Bien des maires considèrent que tout ce qu’ils prélèvent sur l’aménageur, c’est autant de profit transféré de l’actionnaire vers la collectivité publique. En cela ils pensent juste mais ont tort.

Faute de savoir ce qu’il en est, ils tapent fort quand la conjoncture s’y prête et font ce qu’ils peuvent quand elle ne s’y prête plus c’est à dire plus grand chose, par nécessité. Les choses et les êtres sont ainsi.

Quand un quartier en perdition peut faire l’objet d’une reconquête en raison des profits à en tirer, il n’est pas interdit que la collectivité retrouve ses réflexes comme il n’est pas interdit qu’elle contribue à l’opération. Il n’y a pas de règle et s’il y a une décision à prendre, il faudrait qu’elle soit fondée à la fois sur la justesse, l’objectivité, le réalisme des informations et sur les risques financiers pris par l’opérateur et les opérateurs - constructeurs, surtout les premiers, qui estiment l’opération possible sans pour autant le jurer. Nul est à l’abri d’aléas.

Aussi, si profit il y a, il faut que chacun consente à prendre son bénéfice quand il est vraiment réalisé au lieu d’encaisser le prix de l’ours avant de l’avoir tué.

La règle qui a été appliquée aux détenteurs de droits doit également s’appliquer à la commune. Participer aux profits quitte à investir d’abord, au lieu de raquetter les opérateurs en amont, avant toute recette.

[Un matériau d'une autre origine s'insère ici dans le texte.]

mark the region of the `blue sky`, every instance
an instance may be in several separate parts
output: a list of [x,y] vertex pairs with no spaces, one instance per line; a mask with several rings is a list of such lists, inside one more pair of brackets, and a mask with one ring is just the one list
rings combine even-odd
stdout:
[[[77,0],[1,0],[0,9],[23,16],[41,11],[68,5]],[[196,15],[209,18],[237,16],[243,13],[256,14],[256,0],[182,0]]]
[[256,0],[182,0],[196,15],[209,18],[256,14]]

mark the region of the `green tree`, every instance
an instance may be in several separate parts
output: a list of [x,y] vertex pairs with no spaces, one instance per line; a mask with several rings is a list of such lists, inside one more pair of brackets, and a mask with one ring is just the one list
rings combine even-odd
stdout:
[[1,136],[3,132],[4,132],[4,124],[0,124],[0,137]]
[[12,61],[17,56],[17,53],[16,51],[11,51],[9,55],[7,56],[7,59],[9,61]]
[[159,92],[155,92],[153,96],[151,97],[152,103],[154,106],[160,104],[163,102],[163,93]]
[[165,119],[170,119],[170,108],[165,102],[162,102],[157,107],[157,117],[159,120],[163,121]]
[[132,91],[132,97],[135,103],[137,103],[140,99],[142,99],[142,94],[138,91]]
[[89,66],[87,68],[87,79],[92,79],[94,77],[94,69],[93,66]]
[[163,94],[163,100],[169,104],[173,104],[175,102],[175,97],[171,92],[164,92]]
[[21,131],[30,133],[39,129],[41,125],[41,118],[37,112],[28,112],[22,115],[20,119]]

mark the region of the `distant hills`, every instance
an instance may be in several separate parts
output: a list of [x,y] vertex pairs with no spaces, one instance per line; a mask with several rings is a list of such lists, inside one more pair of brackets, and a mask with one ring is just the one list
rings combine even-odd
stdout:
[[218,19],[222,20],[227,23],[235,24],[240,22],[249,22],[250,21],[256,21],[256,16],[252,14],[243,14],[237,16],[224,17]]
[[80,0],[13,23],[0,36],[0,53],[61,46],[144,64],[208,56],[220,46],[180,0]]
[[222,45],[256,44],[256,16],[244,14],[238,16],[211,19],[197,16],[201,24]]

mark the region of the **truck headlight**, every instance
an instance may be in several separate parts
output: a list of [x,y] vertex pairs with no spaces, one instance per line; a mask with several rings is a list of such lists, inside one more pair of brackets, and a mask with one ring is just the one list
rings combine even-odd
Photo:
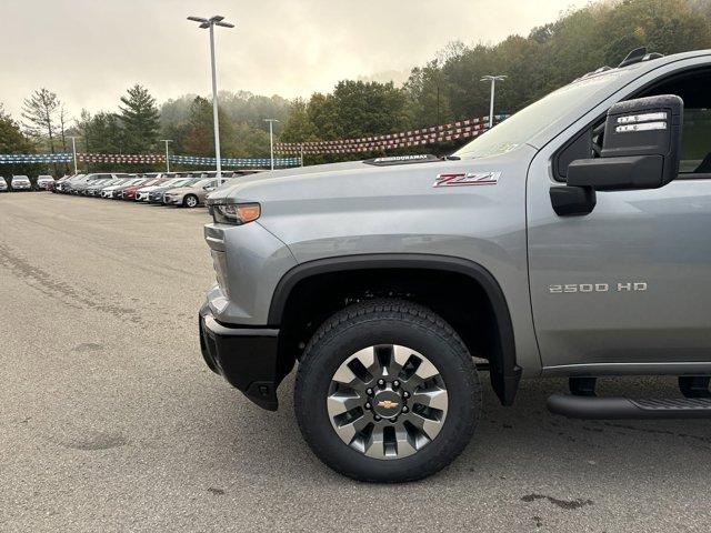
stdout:
[[246,224],[262,214],[259,203],[227,203],[212,205],[212,218],[218,224]]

C’est une règle économique honorable qu’il n’y a aucun déshonneur à respecter. Le coadjuteur pourrait utilement la rappeler à ceux qui l’oublieraient.

 

CONCLUSION

Je ne sais si M. Sauvez pensait à cela en écrivant, en conclusion, qu’il fallait une “ maîtrise d’ouvrage forte ”. Je n’aime pas l’adjectif “ fort ” qu’on mêle à toutes les sauces et je ne sais si le système correspond à ce critère. Ce qui parait essentiel, c’est que l’opérateur soit privé, que la commune reste dans son rôle ( finalité, arbitrage, facilitation ), qu’elle évite de plonger ses mains et ses pieds. dans l’argile immobilière où elle s’enliserait, que la confiance domine l’atmosphère et que, s’il y a du profit, on n’ait pas trop d’illusion, ni la tentation de le soutirer avant d’être sûr qu’il est bien réalisé. Sans un renversement radical des représentations traditionnelles, les opérations complexes resteront longtemps aussi indispensables qu’impossibles.

Ce renversement n’implique, contrairement aux propositions habituelles, aucune législation nouvelle sauf fiscale, ni aucun moyen financier spécial. C’est peut être là que le bât blesse : SANS LOI, PAS DE GLOIRE ET SANS MOYEN FINANCIER, PAS D’ENFLURE ET DE GASPILLAGE. Il n’y a donc pas de quoi déclarer la mobilisation. Mais qu’y a-t-il à perdre de tenter le pari ? De toute façon, les communes sont dans l’impasse avec leurs quartiers sur les bras. Et nul ne viendra les soulager. Il n’est pas irréaliste d’avancer dans cette voie, qui peut se limiter à des enjeux modestes au départ. Le problème est dans les mains des communes, et non des agglomérations qui n’existent pas, et si on excepte la difficulté strictement psychologique de s’y prendre autrement pour attaquer le problème, la seule difficulté est de trouver un opérateur motivé. Après la crise de l’immobilier, il n’y en a plus guère.